Patrick Saussois : Musique de synthèse
Le guitariste français Patrick Saussois allie de brillante façon le style manouche développé par Django Reinhardt et la tradition afro-américaine. Lauréat du Prix Sidney-Bechet 2003, il fait partie des grands.
Patrick Saussois
est d’origine manouche par sa mère et sera ainsi inspiré, à ses débuts, par la musique de Django Reinhardt. Vers le milieu des années 70, il découvrira avec bonheur les grands guitaristes américains du bop et du hard-bop: Barney Kessell, Tal Farlow, Johnny Smith, Kenny Burrell, Grant Green et surtout Wes Montgomery. Au début des années 80, les guitaristes de tradition manouche auxquels nous sommes d’abord exposés fraient beaucoup avec le jazz: Christian Escoudé, Boulou Ferré, Biréli Lagrène. Il faut presque attendre le début des années 90 pour découvrir des musiciens exprimant la tradition de façon plus orthodoxe: Raphael Fays, Stockelo Rosenberg, Angelo Debarre, Yorgui Loeffler, Rodolphe Rafaelli. Saussois distingue bien ces étapes et tente de situer sa place: "Moi, au départ, j’ai été confronté à plusieurs musiciens de jazz. Dans les années 70 et 80, le style manouche n’intéressait personne. Pas plus les médias. Le regain d’intérêt est apparu dans la mouvance de la world music." De la même manière que les Noirs américains ont su adapter des traits musicaux de la culture classique européenne, Django a su intégrer le swing et le bop dans son univers propre.

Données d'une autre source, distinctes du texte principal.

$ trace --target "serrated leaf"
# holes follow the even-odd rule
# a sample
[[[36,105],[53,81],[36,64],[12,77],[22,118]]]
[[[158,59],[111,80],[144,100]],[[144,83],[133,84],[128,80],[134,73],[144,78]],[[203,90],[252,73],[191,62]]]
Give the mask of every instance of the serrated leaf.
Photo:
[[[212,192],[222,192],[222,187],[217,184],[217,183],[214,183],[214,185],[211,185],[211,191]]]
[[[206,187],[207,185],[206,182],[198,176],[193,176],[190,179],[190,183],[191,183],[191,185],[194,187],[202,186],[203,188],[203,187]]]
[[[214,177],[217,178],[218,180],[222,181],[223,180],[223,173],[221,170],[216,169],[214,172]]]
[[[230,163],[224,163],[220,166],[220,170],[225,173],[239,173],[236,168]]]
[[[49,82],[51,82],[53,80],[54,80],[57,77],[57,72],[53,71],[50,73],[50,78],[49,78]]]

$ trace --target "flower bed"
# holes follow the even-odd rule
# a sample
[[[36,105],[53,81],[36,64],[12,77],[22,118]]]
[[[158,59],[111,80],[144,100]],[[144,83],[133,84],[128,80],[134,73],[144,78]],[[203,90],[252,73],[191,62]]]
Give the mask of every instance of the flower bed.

Dans le même ordre de réflexion, nous pouvons nous demander comment s’est forgé le jeu de guitare de Saussois. A-t-il été influencé par le phrasé des instruments à vent? "Je n’ai pas cherché à faire des phrases à la guitare. Je suis gaucher. Cela m’a permis d’éviter de prendre des clichés. À la guitare électrique, j’ai été influencé par le jeu du saxophoniste Lucky Thompson, dont le discours est très logique, presque mathématique." Au milieu des années 80, Saussois travaille régulièrement avec le grand accordéoniste Jo Privat, lance la revue Swing Journal et fonde une maison de disques, Djazz, qui compte une centaine de titres, toujours avec ce souci de mettre le jazz en "perspective".

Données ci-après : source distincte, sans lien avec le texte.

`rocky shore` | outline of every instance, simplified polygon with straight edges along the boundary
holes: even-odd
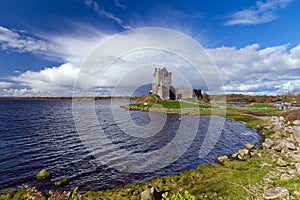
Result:
[[[245,161],[269,157],[270,162],[258,164],[260,168],[271,167],[271,170],[248,190],[255,191],[258,199],[300,199],[300,120],[290,122],[282,116],[266,117],[264,124],[257,128],[262,133],[261,148],[246,144],[237,153],[220,156],[217,160],[226,165],[229,159]]]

En 1996, il met sur pied une formation régulière, qui a pour nom Alma Sinti et qui vient tout juste de faire paraître un quatrième disque: "Jo Privat venait de mourir. J’avais réalisé surtout des disques de jazz. Je voulais faire une synthèse des différents types de musique que je jouais: swing, manouche, musette." L’accent est mis sur le dialogue guitare-accordéon, mais l’ensemble adopte différentes formules: clarinette et deux ou trois guitaristes rythmiques, ou encore le piano de Stan Laferrière. Par ailleurs, de passage au New Jersey, le guitariste a enregistré il y a deux ans un disque avec l’un des grands saxos et arrangeurs américains des 30 dernières années, Ritchie Cole.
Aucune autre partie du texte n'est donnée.